Statistics 326/426, Multivariate Analysis and Data Mining
Spring 2008
- Instructor:
- Professor Jiayang Sun, Office: Yost 326, Phone:
368-0630
e-mail: jsun at case edu, Office Hrs: 4-4:45PM TTH (subject to change)
- Teaching Assistant:
- Mr. Peng Liu, Office: Yost 230, Phone: 368-0416
e-mail: peng.liu at case edu,
Office Hrs: 1-5PM Monday at Yost 234, Phone: 368-2656
- Other TAs/Tutors - To be updated by the dept
- Lab Administrator:
- 1:30-5:30pm on Monday and
12:15-4:15pm on Thursday at Yost 232, Phone 368-0417
- e-mail: help at stat case edu or
stats-help at case edu
- Class: 2:45-4:00PM on TTH at Yost 300
- Course Description:
- Stat 326/426
introduces classical and modern techniques for modeling, analyzing and mining
multivariate data.

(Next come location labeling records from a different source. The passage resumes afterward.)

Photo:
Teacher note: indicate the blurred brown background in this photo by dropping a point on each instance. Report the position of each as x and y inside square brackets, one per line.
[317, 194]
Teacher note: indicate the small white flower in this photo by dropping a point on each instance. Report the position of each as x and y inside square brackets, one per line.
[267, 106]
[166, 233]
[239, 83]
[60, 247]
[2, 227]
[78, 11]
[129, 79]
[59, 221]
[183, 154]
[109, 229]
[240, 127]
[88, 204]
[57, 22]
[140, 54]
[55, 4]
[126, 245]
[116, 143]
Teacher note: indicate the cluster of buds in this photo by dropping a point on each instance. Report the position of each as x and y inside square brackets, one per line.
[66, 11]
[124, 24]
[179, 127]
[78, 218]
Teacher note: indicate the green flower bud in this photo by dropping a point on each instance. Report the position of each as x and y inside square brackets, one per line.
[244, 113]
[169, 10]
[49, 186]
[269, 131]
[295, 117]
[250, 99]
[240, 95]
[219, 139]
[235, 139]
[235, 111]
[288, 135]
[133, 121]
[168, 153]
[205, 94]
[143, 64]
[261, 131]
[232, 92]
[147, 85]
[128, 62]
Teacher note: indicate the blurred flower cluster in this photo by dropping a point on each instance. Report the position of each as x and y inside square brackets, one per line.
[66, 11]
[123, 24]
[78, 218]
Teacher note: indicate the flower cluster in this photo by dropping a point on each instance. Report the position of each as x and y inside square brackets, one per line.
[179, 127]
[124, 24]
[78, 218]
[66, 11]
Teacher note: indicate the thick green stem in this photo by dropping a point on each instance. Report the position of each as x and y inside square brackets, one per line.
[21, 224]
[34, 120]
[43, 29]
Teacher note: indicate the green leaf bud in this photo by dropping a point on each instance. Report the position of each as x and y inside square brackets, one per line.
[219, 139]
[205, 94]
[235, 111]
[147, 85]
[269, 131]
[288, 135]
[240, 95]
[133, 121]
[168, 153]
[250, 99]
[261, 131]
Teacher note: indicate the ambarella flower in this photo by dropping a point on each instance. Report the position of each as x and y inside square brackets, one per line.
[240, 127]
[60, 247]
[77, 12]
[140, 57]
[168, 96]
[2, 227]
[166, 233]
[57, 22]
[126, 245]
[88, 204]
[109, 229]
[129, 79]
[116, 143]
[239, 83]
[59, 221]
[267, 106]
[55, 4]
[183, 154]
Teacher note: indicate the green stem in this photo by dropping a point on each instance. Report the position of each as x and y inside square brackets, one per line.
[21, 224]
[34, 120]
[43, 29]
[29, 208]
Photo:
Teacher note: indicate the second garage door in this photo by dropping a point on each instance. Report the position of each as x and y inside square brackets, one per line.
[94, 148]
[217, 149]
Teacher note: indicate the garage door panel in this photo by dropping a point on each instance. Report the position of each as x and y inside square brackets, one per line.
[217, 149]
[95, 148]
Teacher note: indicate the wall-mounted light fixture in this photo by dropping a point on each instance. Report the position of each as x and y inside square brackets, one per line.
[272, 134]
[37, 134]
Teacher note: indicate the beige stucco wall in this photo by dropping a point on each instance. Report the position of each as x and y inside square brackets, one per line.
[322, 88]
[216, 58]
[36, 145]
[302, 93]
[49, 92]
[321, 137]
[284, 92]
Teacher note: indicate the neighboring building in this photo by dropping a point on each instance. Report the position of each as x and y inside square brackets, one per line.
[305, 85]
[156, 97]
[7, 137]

The general outline is:
- Introduction
- Graphical Methods for Multivariate Data
- One Multivariate Sample,
Multivariate ANOVA and Multivariate Regression
- Dimension Reduction Techniques:
Principal components, Correspondence analysis and Projection pursuit
- Classification and Clustering:
Multidimensional scaling, Discriminant and cluster analysis,
and Classification and regression trees (CART).
- Analysis of Covariance Structures/Latent Variable Models:
Principle components (revisit), Factor analysis and Covariance
structure models (time permission).
- Other Data Mining Techniques:
Nearest neighbor, support vector machines, EM algorithms, Boosting and bagging,
... (time permitting)
There will be case studies, labs and group discussions. The participation in group discussions is required. Most course information is accessible via my Web page:
sun.case.edu/~jiayang/426/
-
Prerequisite:
Stat 325/425.
- Computing:
You will be using Splus (or R) and some SAS, Xgobi/Ggobi packages
- References:
- Recommended Text:
- Johnson, R. A., Wichern, D. W. (2008),
Applied Multivariate Statistical
Analysis, Sixth edition, Prentice Hall, ISBN-10: 0131877151
- Everitt, Brian S. (2007), An R and S-Plus Companion to Multivariate Analysis,
Springer-Verlag, ISBN: 978-1-85233-882-4 (Reserved in the Kevin-Smith lib).
- Other References:
- Everitt, B. and Dunn, G. (2001), Applied Multivariate Data Analysis, Second Edition,
New York : Oxford University Press, ISBN: 0195209370
(Reserved in the Kevin-Smith lib).
(Here are the Data Sets.)
- Hardle, W. and Simir, L. (2007), Applied Multivariate Statistical
Analysis, Springer, ISBN: 978-3-540-72243-4
- Bishop, C.M. (2006), Pattern Recognition and Machine Learning,
Springer-Verlag,
ISBN: 978-0-387-31073-2 (Reserved in the Kevin-Smith lib).
- Hastie, T., Tibshirani, R. and Friedman J. (2001), The Elements of Statistical Learning: data mining, inference and prediction, Springer- Verlag
(Reserved in the Kevin-Smith lib).
- Breiman, Friedman, Olshen and Stone (1984),
Classification and regression trees,
Second Edition, The Wadsworth statistics/probability series, ISBN: 053498054 (Reserved in the Kevin-Smith lib.)
- Sun, J. (1998), Projection Pursuit, Encyclopedia of Statistical
Sciences (updated volumes), Vol. 2, pp 554-560, Wiley, (Edited by: Samuel Kotz, Campbell Read, David
Banks, and Norman Johnson.)
- Hair, Black, Babin, Anderson and Tatham (2006), Multivariate Data
Analysis, Sixth Edition, Prentice Hall, ISBN-10: 0130329290.
- Some S/Splus/R, SAS and E-books.
- Final Examination: 12:30-3:30PM on May 1, 2008
- Grading Policy:
-
- Undergraduate:
- The assessment is based on homework assignments (50%)
and a
final examination (50%).
- Graduate:
-
The assessment is based on
homework assignments (45%),
an oral presentation (10%)
and a final examination (45%).
A graduate student's presentation can be based on his/her ongoing research project that uses or needs to use some multivariate data analysis, or on an interesting topic/article approved by the instructor. As a part of HW, the graduate students will also write a personal
``handbook''
defining goals and outlining a structured approach for data analyses.
- Notes:
No late homework!
Minimum score to pass the course is 60, out of a 100 scale.